The CDC believes that symptoms of COVID-19 may appear in as few as 2 days or as long as 14 after exposure.

Person-to-person spread

The virus is thought to spread mainly from person-to-person.

  • Between people who are in close contact with one another (within about 6 feet).
  • Through respiratory droplets produced when an infected person coughs or sneezes.

These droplets can land in the mouths or noses of people who are nearby or possibly be inhaled into the lungs.

Can someone spread the virus without being sick?

  • People are thought to be most contagious when they are most symptomatic (the sickest).
  • Some spread might be possible before people show symptoms; there have been reports of this occurring with this new coronavirus, but this is not thought to be the main way the virus spreads.

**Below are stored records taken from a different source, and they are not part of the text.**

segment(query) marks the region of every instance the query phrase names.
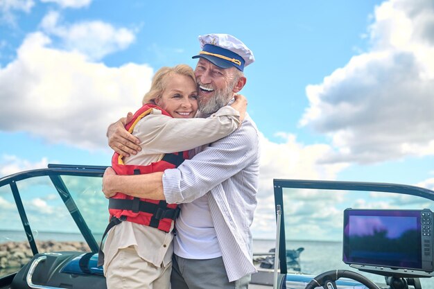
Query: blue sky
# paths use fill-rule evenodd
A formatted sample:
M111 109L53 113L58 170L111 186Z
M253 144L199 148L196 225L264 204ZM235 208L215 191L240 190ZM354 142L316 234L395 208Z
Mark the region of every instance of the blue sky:
M257 218L273 177L434 189L431 0L0 0L0 176L109 165L106 128L153 73L194 67L198 36L225 33L256 58L242 93L262 134Z

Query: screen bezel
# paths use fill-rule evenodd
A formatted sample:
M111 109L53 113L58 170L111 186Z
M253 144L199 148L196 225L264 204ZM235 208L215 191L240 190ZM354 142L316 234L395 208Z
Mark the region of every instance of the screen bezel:
M358 264L371 266L381 266L390 268L413 269L424 270L422 262L422 235L421 235L421 211L420 210L376 210L376 209L351 209L344 211L343 254L342 261L347 264ZM351 216L378 216L415 218L417 240L415 243L417 247L415 249L413 260L400 260L399 263L395 260L360 258L353 256L349 243L349 220ZM399 252L398 252L399 253Z

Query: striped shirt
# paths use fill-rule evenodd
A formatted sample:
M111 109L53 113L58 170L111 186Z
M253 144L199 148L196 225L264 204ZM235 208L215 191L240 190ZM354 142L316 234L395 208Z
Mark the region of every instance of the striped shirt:
M189 203L207 194L217 240L229 281L257 271L252 263L250 225L257 206L259 137L246 115L240 128L208 146L177 168L166 170L168 203ZM182 214L182 209L181 209Z

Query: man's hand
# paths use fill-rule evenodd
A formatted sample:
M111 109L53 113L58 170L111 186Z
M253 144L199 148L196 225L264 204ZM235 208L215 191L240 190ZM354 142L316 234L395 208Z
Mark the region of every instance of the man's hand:
M130 154L137 155L141 150L140 141L125 129L125 125L132 119L132 114L128 112L127 117L123 117L114 123L112 123L107 130L108 144L115 152L123 157Z
M104 172L104 175L103 176L103 193L104 193L105 198L107 199L113 197L116 193L116 191L110 189L110 187L112 186L110 184L116 175L117 175L116 172L111 166L107 168Z

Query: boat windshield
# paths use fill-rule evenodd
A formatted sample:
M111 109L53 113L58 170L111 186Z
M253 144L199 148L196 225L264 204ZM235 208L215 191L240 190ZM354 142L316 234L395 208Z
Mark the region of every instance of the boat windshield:
M300 273L316 276L329 270L348 270L384 284L383 276L359 271L343 262L344 211L352 208L429 209L434 211L434 192L411 186L289 179L274 182L276 205L281 207L280 266L284 272L288 273L288 281L299 279ZM379 227L376 229L375 234L384 233ZM392 234L393 229L386 228L385 231ZM374 239L370 242L375 243L372 240ZM420 281L422 288L434 288L434 279L420 278Z
M105 167L50 166L0 179L0 277L37 253L98 251L108 222Z

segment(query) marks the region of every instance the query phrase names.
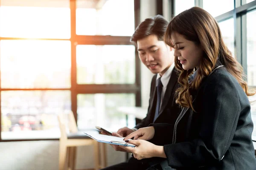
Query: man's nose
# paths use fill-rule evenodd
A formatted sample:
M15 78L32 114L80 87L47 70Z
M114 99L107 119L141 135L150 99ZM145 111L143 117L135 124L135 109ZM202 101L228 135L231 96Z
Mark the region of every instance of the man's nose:
M153 55L150 54L148 54L146 56L146 61L154 61L154 58Z

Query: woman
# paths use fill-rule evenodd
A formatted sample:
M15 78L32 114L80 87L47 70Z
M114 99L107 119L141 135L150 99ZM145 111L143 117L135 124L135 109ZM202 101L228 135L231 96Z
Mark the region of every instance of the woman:
M165 41L175 48L180 84L176 102L183 109L175 125L151 124L124 139L158 145L134 140L126 142L135 147L121 147L138 159L167 158L178 170L256 169L247 98L255 93L249 91L217 22L192 8L173 19Z

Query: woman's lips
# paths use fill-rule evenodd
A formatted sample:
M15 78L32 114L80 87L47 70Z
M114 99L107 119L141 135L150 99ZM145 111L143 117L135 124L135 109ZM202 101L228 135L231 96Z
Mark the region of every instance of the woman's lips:
M186 60L180 60L180 64L184 64L186 62Z

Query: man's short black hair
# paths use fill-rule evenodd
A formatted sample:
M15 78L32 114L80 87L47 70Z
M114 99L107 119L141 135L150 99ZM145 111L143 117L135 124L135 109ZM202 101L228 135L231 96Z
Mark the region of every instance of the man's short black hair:
M163 41L169 24L160 15L147 18L137 27L130 41L137 46L137 41L151 35L155 35L159 40Z

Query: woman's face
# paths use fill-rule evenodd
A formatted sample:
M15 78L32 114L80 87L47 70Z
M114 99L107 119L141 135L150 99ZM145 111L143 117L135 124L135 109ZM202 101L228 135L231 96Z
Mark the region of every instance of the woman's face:
M201 46L177 32L172 34L172 40L175 45L174 56L177 57L183 69L198 68L204 54Z

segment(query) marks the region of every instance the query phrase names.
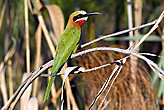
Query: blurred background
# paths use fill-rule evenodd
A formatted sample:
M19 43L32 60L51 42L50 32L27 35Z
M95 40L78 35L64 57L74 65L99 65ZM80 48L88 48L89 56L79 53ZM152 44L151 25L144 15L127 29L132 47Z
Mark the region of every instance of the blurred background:
M53 59L53 48L62 34L69 15L77 10L100 12L84 23L80 44L98 37L140 26L156 20L164 10L162 0L1 0L0 1L0 108L13 95L23 77ZM45 28L44 28L45 27ZM145 35L152 26L101 40L84 49L111 46L127 49ZM47 32L47 33L46 33ZM48 42L48 38L51 42ZM164 21L140 45L140 53L164 56ZM126 55L98 51L70 60L67 65L92 68L121 59ZM163 69L163 58L146 56ZM132 66L133 65L133 66ZM131 67L135 68L133 71ZM65 92L65 109L88 109L95 95L111 74L113 66L90 73L69 75L73 99ZM48 74L50 70L43 74ZM48 78L40 76L28 88L26 98L15 109L59 109L62 78L55 80L55 94L43 103ZM104 109L163 109L164 82L142 60L128 60L106 98ZM134 90L135 89L135 90ZM66 87L67 91L67 87ZM51 91L52 92L52 91ZM56 93L58 96L55 97ZM93 109L101 103L96 102ZM32 102L32 101L34 102ZM33 105L34 104L34 105ZM34 110L34 108L33 108Z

Spread from contact with contaminated surfaces or objects

It may be possible that a person can get COVID-19 by touching a surface or object that has the virus on it and then touching their own mouth, nose, or possibly their eyes, but this is not thought to be the main way the virus spreads.

How easily the virus spreads

How easily a virus spreads from person-to-person can vary. Some viruses are highly contagious (spread easily), like measles, while other viruses do not spread as easily. Another factor is whether the spread is sustained, spreading continually without stopping.

The virus that causes COVID-19 seems to be spreading easily and sustainably in the community (“community spread”) in some affected geographic areas.

There is no reason to wear a mask if you are well. Masks should be limited to those who are sick or those who are taking care of someone who is ill. There is little evidence that wearing a mask in public prevents a healthy person from becoming ill. Masks may increase risk, as people continually check their masks and touch their faces without first having washed their hands.

Centre for Disease Control (USA)

Coronavirus General:

https://www.cdc.gov/coronavirus/2019-nCoV/summary.html

Centre for Disease Control:

https://www.cdc.gov/coronavirus/2019-ncov/faq.html

It is imported to be prepared and adaptable as soon as a COVID-19 case has been reported at your facility. To effectively disinfect your facility promptly here is the top 6 preparation checklists:

  1. Map of your facility is required upon arrival for the Bio-Response Unit to plan the disinfection fogging and touchpoint process effectively. Additionally, to see any rooms or location that could be missed during a general walkthrough.
  2. Tracing of any infected personnel on the live COVID-19 site.
  3. Clearing your facility of any personnel for safety reasons as the disinfection chemicals can be hazardous to occupants if the incorrect PPE is not worn during the disinfection process.
  4. Lock all surrounding doors/gates/areas; therefore, people are not able to enter the premises during the disinfection and “downtime” period. 
  5. Multiple keys – For the Bio-Response Unit to work in a timely matter, it is essential to have various sets of keys to your facility as our Unit will break into smaller teams to complete the decontamination process. 
  6. Have an outside location, undercover if impossible, cleared for disinfection equipment and chemical storage. Safety is vital to our employees and our clients. Having a readerly available undercover area for our Unit to section off for chemical storage, donning/doffing and other safety protocols.